We are capable of passing laws that essentially authorize ethnic profiling because we dehumanize that ethnicity. Illegal immigrants are not people with mothers and fathers and siblings and children to Rush Limbaugh or Lou Dobbs. They aren't people who have friends, and like to play soccer. They're just a bunch of things, objects. It's a lot easier to discriminate against an entire population when you don't have to think about them as people.
But we are also capable of protesting in the thousands when someone discriminates. We are capable of gritting our teeth and banding together because we do see other groups as people, rather than just a population. We are capable of getting in trucks and bringing aid to people when our government drops the ball.

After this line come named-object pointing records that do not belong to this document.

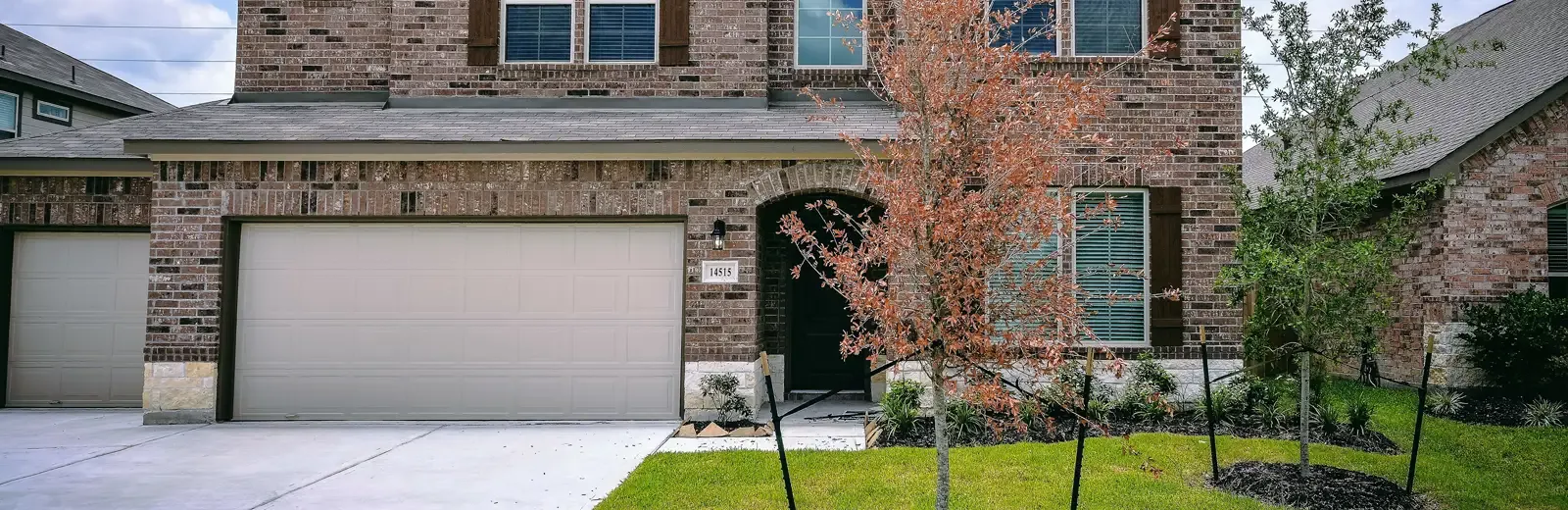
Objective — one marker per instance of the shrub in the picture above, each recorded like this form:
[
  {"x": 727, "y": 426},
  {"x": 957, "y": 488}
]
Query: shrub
[
  {"x": 1446, "y": 402},
  {"x": 1544, "y": 413},
  {"x": 1518, "y": 345},
  {"x": 1358, "y": 416},
  {"x": 721, "y": 389},
  {"x": 964, "y": 421},
  {"x": 1329, "y": 418}
]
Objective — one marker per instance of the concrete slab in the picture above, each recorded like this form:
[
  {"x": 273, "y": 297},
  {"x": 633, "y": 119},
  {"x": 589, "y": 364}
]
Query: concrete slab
[
  {"x": 488, "y": 467},
  {"x": 219, "y": 468}
]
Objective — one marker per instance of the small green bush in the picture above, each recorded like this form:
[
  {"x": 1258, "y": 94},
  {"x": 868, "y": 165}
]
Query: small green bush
[
  {"x": 1544, "y": 413},
  {"x": 1518, "y": 344}
]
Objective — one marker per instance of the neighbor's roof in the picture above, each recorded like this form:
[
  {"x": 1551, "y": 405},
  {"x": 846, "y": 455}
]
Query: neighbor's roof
[
  {"x": 35, "y": 60},
  {"x": 1471, "y": 104}
]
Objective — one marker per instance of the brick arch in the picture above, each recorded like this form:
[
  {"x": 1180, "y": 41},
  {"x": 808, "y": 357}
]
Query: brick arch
[{"x": 807, "y": 178}]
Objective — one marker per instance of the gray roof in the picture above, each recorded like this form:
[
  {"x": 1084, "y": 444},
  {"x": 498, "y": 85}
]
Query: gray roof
[
  {"x": 221, "y": 122},
  {"x": 1471, "y": 104},
  {"x": 375, "y": 123},
  {"x": 28, "y": 57}
]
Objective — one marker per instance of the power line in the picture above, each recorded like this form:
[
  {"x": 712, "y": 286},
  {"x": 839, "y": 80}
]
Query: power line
[{"x": 149, "y": 27}]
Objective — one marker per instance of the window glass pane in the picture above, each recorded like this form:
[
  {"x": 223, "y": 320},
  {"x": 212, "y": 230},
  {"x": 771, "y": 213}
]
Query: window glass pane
[
  {"x": 1107, "y": 27},
  {"x": 621, "y": 31},
  {"x": 540, "y": 31},
  {"x": 820, "y": 38},
  {"x": 8, "y": 109},
  {"x": 1102, "y": 258},
  {"x": 1035, "y": 28}
]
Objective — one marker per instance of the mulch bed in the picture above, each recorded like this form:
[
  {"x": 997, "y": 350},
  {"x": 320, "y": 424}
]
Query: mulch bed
[
  {"x": 1489, "y": 407},
  {"x": 1329, "y": 486},
  {"x": 1368, "y": 441}
]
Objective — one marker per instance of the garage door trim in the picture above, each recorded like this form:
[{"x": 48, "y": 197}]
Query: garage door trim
[
  {"x": 229, "y": 275},
  {"x": 7, "y": 267}
]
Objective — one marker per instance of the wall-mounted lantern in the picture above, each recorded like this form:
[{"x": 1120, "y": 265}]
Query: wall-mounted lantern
[{"x": 718, "y": 234}]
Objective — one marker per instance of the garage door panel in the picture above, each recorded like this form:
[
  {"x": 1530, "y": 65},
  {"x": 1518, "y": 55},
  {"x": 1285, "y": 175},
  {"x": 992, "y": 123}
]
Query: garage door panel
[
  {"x": 462, "y": 322},
  {"x": 77, "y": 319}
]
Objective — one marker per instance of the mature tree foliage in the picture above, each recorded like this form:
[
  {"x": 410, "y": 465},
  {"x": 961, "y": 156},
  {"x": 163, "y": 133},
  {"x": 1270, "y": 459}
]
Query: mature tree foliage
[
  {"x": 980, "y": 204},
  {"x": 1319, "y": 243}
]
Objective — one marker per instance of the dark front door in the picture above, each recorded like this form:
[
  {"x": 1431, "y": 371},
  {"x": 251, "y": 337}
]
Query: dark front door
[{"x": 817, "y": 324}]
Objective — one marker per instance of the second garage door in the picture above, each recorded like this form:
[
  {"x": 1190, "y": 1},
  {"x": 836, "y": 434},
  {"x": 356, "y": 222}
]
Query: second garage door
[{"x": 459, "y": 322}]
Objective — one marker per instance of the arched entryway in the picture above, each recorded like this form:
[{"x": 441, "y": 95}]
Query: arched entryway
[{"x": 799, "y": 316}]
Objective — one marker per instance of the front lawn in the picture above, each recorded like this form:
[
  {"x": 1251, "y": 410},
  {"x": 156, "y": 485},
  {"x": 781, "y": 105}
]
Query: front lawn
[{"x": 1462, "y": 467}]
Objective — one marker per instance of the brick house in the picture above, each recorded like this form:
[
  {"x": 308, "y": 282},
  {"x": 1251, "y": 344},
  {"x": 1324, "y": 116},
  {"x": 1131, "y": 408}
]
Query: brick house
[
  {"x": 504, "y": 209},
  {"x": 1501, "y": 227}
]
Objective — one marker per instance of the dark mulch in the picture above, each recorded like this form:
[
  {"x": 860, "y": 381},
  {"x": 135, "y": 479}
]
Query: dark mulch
[
  {"x": 1368, "y": 441},
  {"x": 1490, "y": 407},
  {"x": 1329, "y": 486}
]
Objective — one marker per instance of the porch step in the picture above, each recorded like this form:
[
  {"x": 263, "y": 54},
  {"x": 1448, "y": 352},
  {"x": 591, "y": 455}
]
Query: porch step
[{"x": 808, "y": 394}]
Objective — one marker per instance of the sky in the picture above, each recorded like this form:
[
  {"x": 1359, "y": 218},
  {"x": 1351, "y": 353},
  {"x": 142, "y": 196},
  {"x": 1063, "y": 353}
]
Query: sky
[{"x": 208, "y": 70}]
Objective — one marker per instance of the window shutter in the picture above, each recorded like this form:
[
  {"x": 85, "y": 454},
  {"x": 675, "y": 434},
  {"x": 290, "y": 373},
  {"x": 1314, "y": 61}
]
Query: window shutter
[
  {"x": 1165, "y": 261},
  {"x": 1159, "y": 15},
  {"x": 483, "y": 31},
  {"x": 674, "y": 31}
]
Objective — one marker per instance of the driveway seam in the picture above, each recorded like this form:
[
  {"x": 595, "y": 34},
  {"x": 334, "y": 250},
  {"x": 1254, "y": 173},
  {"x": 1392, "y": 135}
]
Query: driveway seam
[
  {"x": 345, "y": 468},
  {"x": 110, "y": 452}
]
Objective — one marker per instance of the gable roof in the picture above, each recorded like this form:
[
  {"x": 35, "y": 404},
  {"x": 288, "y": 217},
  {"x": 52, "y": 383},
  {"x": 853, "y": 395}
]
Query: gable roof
[
  {"x": 36, "y": 63},
  {"x": 1473, "y": 107}
]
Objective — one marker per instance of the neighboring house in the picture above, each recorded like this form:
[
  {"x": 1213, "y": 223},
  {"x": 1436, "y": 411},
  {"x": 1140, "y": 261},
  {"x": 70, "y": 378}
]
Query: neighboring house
[
  {"x": 496, "y": 209},
  {"x": 44, "y": 90},
  {"x": 1502, "y": 225}
]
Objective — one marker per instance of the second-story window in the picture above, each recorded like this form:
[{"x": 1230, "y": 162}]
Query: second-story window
[
  {"x": 538, "y": 31},
  {"x": 1107, "y": 27},
  {"x": 623, "y": 31},
  {"x": 1035, "y": 27},
  {"x": 827, "y": 41}
]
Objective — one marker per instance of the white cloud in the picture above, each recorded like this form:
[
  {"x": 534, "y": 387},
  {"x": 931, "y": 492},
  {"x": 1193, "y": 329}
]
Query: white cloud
[
  {"x": 140, "y": 44},
  {"x": 1413, "y": 12}
]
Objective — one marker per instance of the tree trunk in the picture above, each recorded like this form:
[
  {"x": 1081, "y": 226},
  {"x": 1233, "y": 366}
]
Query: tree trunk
[
  {"x": 1305, "y": 365},
  {"x": 940, "y": 413}
]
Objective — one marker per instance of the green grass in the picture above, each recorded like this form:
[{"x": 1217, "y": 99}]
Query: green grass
[{"x": 1462, "y": 467}]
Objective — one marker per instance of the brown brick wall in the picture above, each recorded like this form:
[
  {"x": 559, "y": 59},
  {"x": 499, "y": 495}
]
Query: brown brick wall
[{"x": 75, "y": 201}]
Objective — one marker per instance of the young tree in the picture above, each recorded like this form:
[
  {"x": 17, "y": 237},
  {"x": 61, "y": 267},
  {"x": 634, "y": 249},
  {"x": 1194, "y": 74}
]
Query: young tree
[
  {"x": 979, "y": 203},
  {"x": 1319, "y": 243}
]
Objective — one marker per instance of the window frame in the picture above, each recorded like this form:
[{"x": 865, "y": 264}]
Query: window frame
[
  {"x": 1055, "y": 24},
  {"x": 16, "y": 122},
  {"x": 1144, "y": 39},
  {"x": 571, "y": 35},
  {"x": 796, "y": 41},
  {"x": 588, "y": 38},
  {"x": 39, "y": 115},
  {"x": 1145, "y": 300}
]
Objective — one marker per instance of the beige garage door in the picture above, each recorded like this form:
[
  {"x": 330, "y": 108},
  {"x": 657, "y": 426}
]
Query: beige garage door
[
  {"x": 459, "y": 322},
  {"x": 78, "y": 318}
]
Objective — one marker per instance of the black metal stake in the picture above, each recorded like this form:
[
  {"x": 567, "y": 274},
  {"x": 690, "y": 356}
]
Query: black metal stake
[
  {"x": 1207, "y": 399},
  {"x": 778, "y": 432},
  {"x": 1421, "y": 415},
  {"x": 1078, "y": 465}
]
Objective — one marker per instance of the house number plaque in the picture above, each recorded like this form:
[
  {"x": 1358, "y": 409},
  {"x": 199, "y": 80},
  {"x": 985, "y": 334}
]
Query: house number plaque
[{"x": 720, "y": 272}]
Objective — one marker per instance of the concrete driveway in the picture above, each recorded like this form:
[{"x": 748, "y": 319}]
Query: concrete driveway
[{"x": 99, "y": 460}]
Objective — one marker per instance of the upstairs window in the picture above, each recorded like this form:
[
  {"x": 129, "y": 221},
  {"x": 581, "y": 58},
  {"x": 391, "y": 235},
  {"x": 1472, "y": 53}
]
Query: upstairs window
[
  {"x": 1557, "y": 251},
  {"x": 1035, "y": 28},
  {"x": 1107, "y": 27},
  {"x": 52, "y": 112},
  {"x": 538, "y": 31},
  {"x": 621, "y": 31},
  {"x": 10, "y": 106},
  {"x": 825, "y": 41}
]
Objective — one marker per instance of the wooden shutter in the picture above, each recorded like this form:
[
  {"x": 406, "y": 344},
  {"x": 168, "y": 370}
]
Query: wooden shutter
[
  {"x": 1160, "y": 15},
  {"x": 1165, "y": 261},
  {"x": 483, "y": 31},
  {"x": 674, "y": 31}
]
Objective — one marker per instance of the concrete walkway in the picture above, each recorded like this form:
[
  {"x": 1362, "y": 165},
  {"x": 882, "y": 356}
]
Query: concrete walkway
[{"x": 99, "y": 460}]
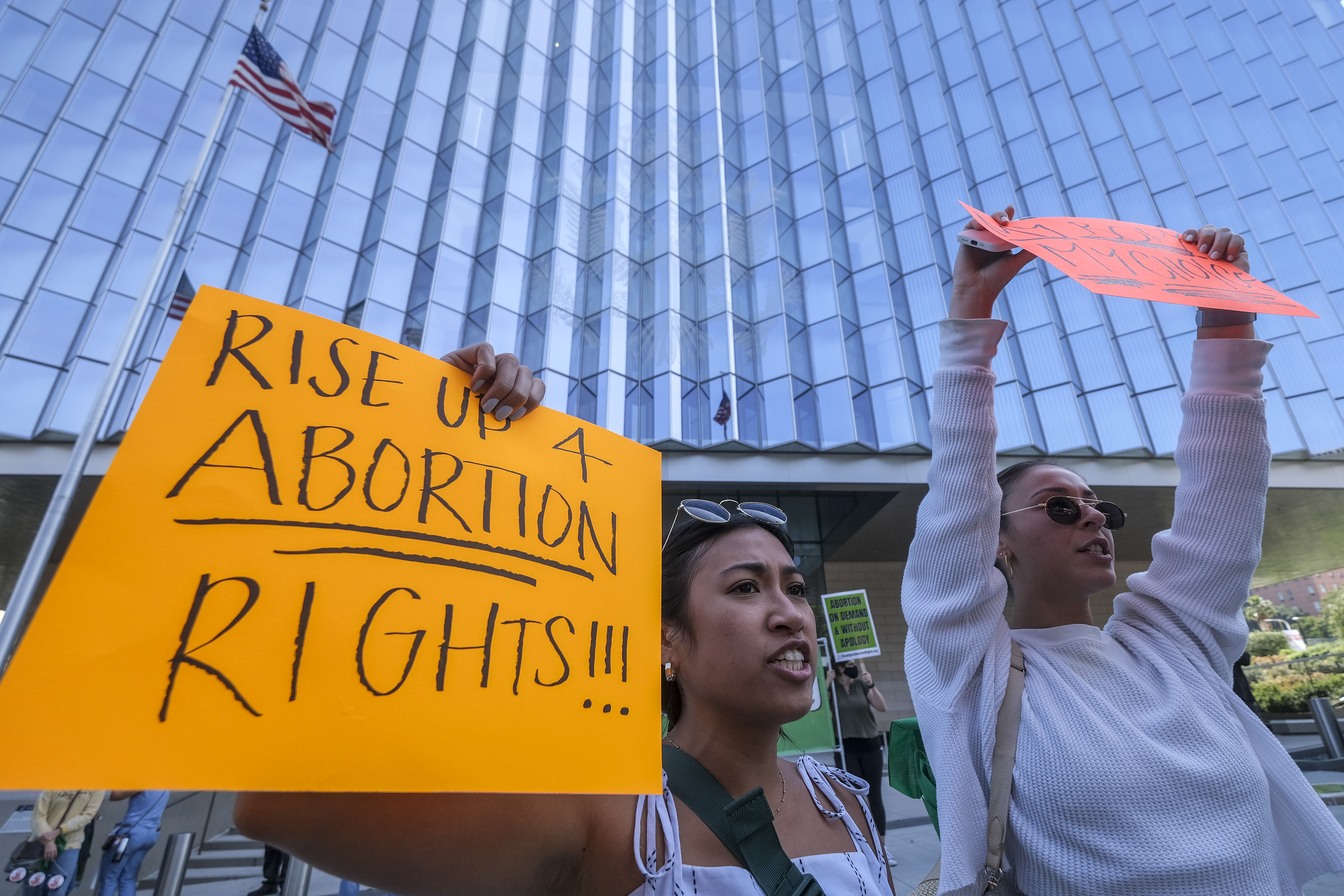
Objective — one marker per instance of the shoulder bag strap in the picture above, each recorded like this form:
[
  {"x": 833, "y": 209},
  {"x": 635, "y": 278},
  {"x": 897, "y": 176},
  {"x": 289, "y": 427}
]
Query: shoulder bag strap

And after contemplating all of this, after listening to just how awful a government can be to its people, my blood boils. It makes me want to get in a truck and go down there myself. It makes me feel guilty to be living in a dorm with indoor plumbing and a heater.
But then I realize I'm an anthropology student. I'm not going to school to be able to get a good job or make a lot of money- I'm here to learn how to speak for people who cannot adequately speak for themselves. I am part of the most privileged group on Earth; I'm a white kid in upper-middle class America. I feel, not just duty-bound, but impassioned to learn about other people and help them. Anthropologists are not just aid workers or sympathizers- we are empathizers. I have been told that my loyalty lies with the people I'm studying, and I think this is true. I'm not out to use a culture to prove some point, and I'm not out to change the attitudes of the culture. I'm out to try as best as I can to be one of them, try to understand them, and finally, to try and explain their goals in terms my own culture can understand. I'm in school because I want to be able to go to places like Chiapas, learn how to relate to the people, and try and help them in the Western world. It is a hell of a lot harder for someone to disregard a white person with a doctorate than an indigenous person with no shoes.
And I realize this has been long-winded and has wandered a bit. I'm angry. I'm having to justify to myself why I'm in school, rather than on the front-lines. I guess I felt that my justification needs to be shared with at least one other person in order for it to feel authentic. It's easy to be an angry American sitting at a desk ranting on a computer. It's a lot harder to be an angry American sitting at a desk ranting on a computer who feels she should be somewhere else.
Thank you for taking the time to read all this. I hope, as always, that my words have entertained, if not enlightened.

1 comment:

  1. you're awesome, Meg. You will make a great advocate for the under-represented in this world. Be patient.